Cooper is all too familiar with his clients' experiences as 'the victims of colonial thinking and racist policies.'

"In the most formative years of their lives … they're told that their families, their cultures, their language, their history don't matter," he said. "As young children they grow up thinking themselves inferior. Then they often, as happened with these seven instances, try to reintegrate themselves into their communities, often with mixed results. Even with the seven that we're talking about here, you can see people who succeeded or failed in equal measure. Some managed to get through for their entire lives and tamp down the harm, some managed to do that for a period of time, then collapsed, and some were the reverse. Some collapsed then managed to pull themselves back out of the pit that had been dug for them."

 

Government holds missing pieces

Mike has no doubt there's a generational effect caused by The Eskimo Experiment, with silence as a common thread.

"When I had my own children I had separation anxiety that controlled me from going away for any length longer than a week. I have since overcome the anxiety," she said.

"My children and I are close and I have not spoken to them about this and don't know if they are affected. Both of my daughters are pretty independent at age 25 and 22. My youngest son still lives with me."

Mike still feels like she was kidnapped, and her memories are broken. Recovering them hasn't been easy.

"Having been through Our Life's Journey in Clyde River, I talked so much about my experiences … I realized that I have so many repressed memories, there are memories that I don't even have.
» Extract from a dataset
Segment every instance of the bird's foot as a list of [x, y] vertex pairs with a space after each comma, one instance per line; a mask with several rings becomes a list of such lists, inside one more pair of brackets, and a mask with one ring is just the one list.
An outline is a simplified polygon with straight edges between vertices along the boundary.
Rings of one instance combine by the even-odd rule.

I don't understand how I could not have memories of missing my family. No doubt that happened, but I just don't remember," she said.

"Here I am at this age and I remember being a child and feeling like … and where did the rest of it go? I just felt like I went from childhood to … here. It's so bizarre."
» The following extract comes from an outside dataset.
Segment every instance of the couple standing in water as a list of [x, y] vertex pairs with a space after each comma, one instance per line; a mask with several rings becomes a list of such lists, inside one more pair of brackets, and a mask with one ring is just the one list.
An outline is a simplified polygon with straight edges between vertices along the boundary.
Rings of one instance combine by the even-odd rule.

The Government of Canada holds the historical documents of this experiment on Inuit children which has had repercussions for half a century. Mike wants to look at the facts and determine for herself if the experiment was worth what she's lived.
"It took a lot of counseling just to get me here where I'm at peace with myself. But now I'm determined to see this (legal claim) to the finish. I know I have to be persistent about this, otherwise I'll be gone before I get any information," she said.

What the government can't provide is her identity, and at 59 she's clear:

"I am named Appalialuk, who had been the older brother of my father and our kinship term was as such. Our parents and grandparents always told us to help each other, love each other, so we have done that."